Algérie : ce qu’il faut savoir sur l’affaire des quatre journalistes emprisonnés pour « diffamation »
Le procès des quatre journalistes algériens inculpés pour « diffamation », « insultes » et « atteinte à la vie privée » s’ouvre jeudi 8 novembre à Alger. En détention depuis le 22 octobre, ils encourent jusqu’à cinq ans d’emprisonnement. Le point sur une affaire qui inquiète au-delà des frontières algériennes.
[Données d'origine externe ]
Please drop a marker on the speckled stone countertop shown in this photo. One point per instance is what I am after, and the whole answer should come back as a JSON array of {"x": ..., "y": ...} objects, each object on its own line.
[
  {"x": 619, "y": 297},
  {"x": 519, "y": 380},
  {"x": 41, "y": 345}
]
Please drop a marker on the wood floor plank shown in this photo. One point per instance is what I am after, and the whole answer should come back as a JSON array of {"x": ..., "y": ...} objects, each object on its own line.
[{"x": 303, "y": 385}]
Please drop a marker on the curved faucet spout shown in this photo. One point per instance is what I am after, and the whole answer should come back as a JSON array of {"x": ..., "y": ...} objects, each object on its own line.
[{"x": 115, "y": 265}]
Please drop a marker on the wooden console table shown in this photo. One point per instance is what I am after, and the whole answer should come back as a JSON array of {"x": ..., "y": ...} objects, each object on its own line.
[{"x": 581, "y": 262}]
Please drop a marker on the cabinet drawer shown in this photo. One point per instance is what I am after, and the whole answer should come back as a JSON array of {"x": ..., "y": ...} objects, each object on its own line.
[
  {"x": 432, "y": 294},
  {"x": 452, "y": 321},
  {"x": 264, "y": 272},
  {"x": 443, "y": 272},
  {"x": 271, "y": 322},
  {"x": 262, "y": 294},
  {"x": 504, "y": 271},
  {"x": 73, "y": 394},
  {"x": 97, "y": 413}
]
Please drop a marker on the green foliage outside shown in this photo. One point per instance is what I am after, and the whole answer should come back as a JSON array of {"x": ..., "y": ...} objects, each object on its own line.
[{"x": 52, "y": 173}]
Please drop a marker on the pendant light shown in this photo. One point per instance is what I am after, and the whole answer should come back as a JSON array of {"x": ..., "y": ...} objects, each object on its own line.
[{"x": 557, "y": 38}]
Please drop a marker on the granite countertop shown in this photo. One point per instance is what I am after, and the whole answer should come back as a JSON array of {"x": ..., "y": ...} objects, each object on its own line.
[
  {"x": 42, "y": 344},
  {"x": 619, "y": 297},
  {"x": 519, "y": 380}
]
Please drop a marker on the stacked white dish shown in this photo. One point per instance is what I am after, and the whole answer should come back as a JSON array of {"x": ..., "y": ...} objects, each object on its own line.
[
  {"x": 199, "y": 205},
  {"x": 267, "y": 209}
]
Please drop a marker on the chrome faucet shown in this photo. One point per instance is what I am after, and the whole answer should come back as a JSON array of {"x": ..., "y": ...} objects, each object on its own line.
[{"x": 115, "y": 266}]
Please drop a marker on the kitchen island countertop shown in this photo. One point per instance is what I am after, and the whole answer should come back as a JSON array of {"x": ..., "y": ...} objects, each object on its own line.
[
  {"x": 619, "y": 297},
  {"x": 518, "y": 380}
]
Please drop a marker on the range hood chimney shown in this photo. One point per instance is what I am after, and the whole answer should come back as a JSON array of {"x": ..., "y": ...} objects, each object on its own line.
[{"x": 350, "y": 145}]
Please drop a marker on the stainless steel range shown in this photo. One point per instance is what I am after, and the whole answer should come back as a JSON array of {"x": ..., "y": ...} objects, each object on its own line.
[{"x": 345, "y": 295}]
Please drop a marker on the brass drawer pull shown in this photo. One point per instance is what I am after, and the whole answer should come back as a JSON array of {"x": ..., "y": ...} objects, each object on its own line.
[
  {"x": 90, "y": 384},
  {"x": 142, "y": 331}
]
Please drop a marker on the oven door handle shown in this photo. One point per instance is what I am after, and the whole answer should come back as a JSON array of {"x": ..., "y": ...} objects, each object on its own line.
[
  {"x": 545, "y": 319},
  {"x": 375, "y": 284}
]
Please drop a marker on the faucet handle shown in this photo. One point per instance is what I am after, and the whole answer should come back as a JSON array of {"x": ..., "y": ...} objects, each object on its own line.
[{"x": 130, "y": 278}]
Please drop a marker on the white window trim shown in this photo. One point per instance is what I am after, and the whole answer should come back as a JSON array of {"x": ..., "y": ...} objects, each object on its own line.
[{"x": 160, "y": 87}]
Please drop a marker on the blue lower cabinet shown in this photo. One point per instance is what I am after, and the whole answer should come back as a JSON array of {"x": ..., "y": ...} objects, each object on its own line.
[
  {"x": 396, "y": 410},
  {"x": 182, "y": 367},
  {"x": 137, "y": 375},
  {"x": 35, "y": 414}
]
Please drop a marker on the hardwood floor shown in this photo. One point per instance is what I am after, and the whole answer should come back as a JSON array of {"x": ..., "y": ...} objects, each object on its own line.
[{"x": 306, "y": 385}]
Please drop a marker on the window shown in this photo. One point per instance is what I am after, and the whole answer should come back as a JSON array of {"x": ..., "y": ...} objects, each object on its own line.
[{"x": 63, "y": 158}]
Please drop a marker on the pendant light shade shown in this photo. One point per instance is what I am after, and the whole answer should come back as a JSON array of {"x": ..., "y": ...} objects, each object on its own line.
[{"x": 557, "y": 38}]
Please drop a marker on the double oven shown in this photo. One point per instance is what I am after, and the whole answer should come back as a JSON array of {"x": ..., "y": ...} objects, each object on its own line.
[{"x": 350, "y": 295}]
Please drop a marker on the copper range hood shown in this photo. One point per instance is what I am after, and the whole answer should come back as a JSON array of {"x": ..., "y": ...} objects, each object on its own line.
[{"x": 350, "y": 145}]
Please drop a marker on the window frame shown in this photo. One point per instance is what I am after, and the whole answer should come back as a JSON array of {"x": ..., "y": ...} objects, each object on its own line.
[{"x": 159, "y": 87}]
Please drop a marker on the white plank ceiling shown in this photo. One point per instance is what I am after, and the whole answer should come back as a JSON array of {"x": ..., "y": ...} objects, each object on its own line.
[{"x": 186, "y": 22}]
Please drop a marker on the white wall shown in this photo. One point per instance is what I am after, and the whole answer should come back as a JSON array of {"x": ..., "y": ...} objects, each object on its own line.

Les journalistes, Abderrahman Semmar – dit Abdou -, rédacteur en chef du site Algérie Part, et son collaborateur Merouane Boudiab, comparaîtront jeudi 8 novembre devant le tribunal correctionnel d’Alger. Placés sous mandat de dépôt le 23 octobre après 48 heures de garde-à-vue chez les gendarmes, les deux journalistes sont poursuivis pour « diffamation » et « atteinte à la vie privée ».
Deux autres journalistes, Ilyes Hadibi et Adlène Mellah, qui gèrent des sites internet, sont également en détention préventive. Ils sont poursuivis respectivement pour « diffusion d’informations personnelles sur les réseaux sociaux », « outrage aux institutions » et « atteinte à la vie privée ».
Des médias algériens évoquent d’autres chefs d’inculpations, notamment « chantage » et « extorsion de fonds », qui ne relèvent pas des délits de presse. Les éléments de l’instruction, auxquels Jeune Afrique a eu accès, ne mentionnent pas ces délits de chantage ou d’extorsion de fonds.
La chaîne privée Ennahar TV a diffusé un reportage sur l’arrestation de ces journalistes, qui ont été filmés menottés, la caméra les suivant même jusqu’au fourgon de police. Des images qui ont créé un vif émoi. L’annonce de leur placement sous mandat de dépôt après leur inculpation a provoqué colère et consternation en Algérie, où le délit de presse est dépénalisé depuis 2012.
Des organisations internationales telles que Reporters sans frontières (RSF) et la fédération internationale des journalistes (FIJ) ont interpellé les autorités algériennes pour exiger la libération immédiate des journalistes incarcérés.
RSF dénonce une vague d’arrestation de journalistes en #Algérie.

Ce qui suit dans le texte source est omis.